作为一个数据与算法工作者,python的使用频率很高。现阶段python做科学计算的标配是numpy+scipy+matplotlib+sklearn+pandas。可惜的是,原生的python是不带这些包的。于是,每次遇到一个新机器,需要安装这些包。更可气的是,昨晚本博主为了在新机器上安装sklearn,足足花了两小时,中间踩了无数之前没遇到过的天坑加上天朝坑爹的网络。。。作为一个搭建了无数次科学计算环境的老司机还遇到这种情况,估计新手们就更无比郁闷了。于是老司机就想,有没有一个东西把所有常用的科学计算工具都集成好,这样就省了每次搭环境的天坑。。。google一把,发现了今天文章的主角:Anaconda。
Anaconda:蟒蛇,估计来源就是python logo里那条可爱的小蟒蛇吧。
mac版下载地址:https://www.continuum.io/downloads#_macosx
看看官网首页是怎么介绍的:
Anaconda is the leading open data science platform powered by Python. The open source version of Anaconda is a high performance distribution of Python and R and includes over 100 of the most popular Python, R and Scala packages for data science. Additionally, you’ll have access to over 720 packages that can easily be installed with conda, our renowned package, dependency and environment manager, that is included in Anaconda. Anaconda is BSD licensed which gives you permission to use Anaconda commercially and for redistribution. See the packages included with Anaconda and the Anaconda changelog.

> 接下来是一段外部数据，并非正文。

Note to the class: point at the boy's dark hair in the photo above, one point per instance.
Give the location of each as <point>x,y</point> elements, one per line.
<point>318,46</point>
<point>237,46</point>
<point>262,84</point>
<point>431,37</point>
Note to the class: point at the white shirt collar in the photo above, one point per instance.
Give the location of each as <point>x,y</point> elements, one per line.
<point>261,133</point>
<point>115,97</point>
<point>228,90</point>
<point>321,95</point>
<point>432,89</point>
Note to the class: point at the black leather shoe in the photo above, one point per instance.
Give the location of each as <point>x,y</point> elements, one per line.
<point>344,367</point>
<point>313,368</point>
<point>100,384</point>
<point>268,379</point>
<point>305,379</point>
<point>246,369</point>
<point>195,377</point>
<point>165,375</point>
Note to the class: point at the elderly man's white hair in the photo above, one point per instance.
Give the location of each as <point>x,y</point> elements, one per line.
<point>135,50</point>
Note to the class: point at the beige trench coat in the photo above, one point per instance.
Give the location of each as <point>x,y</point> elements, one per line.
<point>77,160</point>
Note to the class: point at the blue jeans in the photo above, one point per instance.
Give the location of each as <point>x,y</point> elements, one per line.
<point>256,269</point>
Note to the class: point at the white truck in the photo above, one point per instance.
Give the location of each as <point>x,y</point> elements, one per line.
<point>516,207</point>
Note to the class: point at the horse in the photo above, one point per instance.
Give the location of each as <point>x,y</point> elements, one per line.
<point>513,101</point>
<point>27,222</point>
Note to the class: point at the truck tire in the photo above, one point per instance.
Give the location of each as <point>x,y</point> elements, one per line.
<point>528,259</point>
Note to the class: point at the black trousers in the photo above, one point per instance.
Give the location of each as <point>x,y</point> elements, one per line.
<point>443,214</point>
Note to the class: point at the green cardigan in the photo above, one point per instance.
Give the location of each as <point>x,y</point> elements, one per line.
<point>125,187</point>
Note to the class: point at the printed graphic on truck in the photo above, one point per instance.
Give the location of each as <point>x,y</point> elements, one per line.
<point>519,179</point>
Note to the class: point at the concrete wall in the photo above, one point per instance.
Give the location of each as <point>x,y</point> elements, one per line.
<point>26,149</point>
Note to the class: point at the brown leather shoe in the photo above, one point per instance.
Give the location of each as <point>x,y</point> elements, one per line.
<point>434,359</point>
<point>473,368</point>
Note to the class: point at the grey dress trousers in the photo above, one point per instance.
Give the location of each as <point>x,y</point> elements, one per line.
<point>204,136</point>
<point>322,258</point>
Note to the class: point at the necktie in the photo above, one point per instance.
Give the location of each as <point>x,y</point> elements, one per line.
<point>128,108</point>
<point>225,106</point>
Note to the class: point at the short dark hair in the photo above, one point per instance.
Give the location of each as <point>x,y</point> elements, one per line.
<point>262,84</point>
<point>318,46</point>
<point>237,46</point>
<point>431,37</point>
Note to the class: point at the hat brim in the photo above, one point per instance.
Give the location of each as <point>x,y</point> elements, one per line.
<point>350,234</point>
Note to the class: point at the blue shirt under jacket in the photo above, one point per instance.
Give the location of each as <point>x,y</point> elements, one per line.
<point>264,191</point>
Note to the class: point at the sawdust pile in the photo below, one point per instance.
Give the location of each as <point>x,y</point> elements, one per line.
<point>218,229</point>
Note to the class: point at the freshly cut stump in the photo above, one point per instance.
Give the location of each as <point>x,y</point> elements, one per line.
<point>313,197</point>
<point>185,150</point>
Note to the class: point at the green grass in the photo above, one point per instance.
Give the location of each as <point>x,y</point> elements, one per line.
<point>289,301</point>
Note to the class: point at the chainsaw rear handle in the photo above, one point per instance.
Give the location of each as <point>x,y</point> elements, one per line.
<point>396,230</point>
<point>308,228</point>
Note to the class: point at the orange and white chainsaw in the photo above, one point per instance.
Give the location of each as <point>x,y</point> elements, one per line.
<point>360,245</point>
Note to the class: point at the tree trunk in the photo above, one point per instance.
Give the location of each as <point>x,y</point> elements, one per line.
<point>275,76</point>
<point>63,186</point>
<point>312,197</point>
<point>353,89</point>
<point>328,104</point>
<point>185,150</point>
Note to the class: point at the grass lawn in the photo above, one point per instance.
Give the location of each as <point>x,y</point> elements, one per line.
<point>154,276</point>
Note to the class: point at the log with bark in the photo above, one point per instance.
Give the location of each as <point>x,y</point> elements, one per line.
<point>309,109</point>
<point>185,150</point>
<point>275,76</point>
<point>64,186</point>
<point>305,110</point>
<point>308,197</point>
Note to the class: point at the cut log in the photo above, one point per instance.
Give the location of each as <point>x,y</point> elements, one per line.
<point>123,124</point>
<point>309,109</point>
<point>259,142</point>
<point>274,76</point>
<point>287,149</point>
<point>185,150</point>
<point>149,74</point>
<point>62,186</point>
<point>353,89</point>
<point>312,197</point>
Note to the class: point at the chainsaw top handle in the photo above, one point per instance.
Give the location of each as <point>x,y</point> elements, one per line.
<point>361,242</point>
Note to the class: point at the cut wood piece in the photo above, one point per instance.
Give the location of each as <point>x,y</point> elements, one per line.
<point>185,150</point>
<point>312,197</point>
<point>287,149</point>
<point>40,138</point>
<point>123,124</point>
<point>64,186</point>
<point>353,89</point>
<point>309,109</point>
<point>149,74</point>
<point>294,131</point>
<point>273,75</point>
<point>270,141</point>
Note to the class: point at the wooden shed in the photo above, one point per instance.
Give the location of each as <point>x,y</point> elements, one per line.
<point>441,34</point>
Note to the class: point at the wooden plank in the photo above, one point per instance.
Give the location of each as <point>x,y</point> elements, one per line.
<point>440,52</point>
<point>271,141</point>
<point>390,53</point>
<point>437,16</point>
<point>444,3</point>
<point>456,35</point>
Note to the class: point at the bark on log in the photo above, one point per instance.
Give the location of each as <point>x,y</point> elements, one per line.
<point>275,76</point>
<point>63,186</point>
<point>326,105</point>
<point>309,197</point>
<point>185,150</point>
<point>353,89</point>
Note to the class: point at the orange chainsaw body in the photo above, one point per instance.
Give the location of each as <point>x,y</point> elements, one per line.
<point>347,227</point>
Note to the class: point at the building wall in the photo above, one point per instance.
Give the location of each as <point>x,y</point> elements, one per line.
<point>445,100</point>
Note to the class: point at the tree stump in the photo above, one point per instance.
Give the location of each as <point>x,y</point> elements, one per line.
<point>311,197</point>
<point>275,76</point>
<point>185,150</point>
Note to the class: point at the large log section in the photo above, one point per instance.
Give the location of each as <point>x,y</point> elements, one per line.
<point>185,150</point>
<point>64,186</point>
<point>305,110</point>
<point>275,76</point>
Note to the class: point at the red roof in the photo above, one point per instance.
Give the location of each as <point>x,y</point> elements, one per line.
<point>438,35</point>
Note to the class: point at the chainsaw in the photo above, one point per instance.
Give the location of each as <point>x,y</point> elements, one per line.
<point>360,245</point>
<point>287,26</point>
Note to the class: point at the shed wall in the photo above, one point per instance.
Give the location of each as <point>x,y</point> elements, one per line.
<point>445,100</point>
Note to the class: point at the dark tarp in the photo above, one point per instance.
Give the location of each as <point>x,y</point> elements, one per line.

通过上面这段牛逼闪闪的介绍,我们知道Anaconda是一个基于python的科学计算平台,这个平台里包含有python,r,scala等绝大部分主流的用于科学计算的包。
接下来自然就是开始下载了。因为集成有很多牛逼科学计算包的缘故,所以安装包自然也小不了,比如我下载的mac版就有360M。那就慢慢下着吧。还好网络虽然不是很快,好歹还是稳定的,能到一两百k,一个小时左右能下完。这段时间就先干点别的吧。
下载完成以后,跟mac里安装普通软件一样,双击安装即可。
安装完以后,开始进行相应的配置。因为我平时使用eclipse开发,正好官网都贴心地给出了在IDE里怎么配置使用,里面就有eclipse,前提是eclipse已经安装了pydev插件。
以下eclipse配置方法来自官网:
After you have Eclipse, PyDev, and Anaconda installed, follow these steps to set Anaconda Python as your default by adding it as a new interpreter, and then selecting that new interpreter:
Open the Eclipse Preferences window:
Go to PyDev -> Interpreters -> Python Interpreter.
Click the New button:
In the “Interpreter Name” box, type “Anaconda Python”.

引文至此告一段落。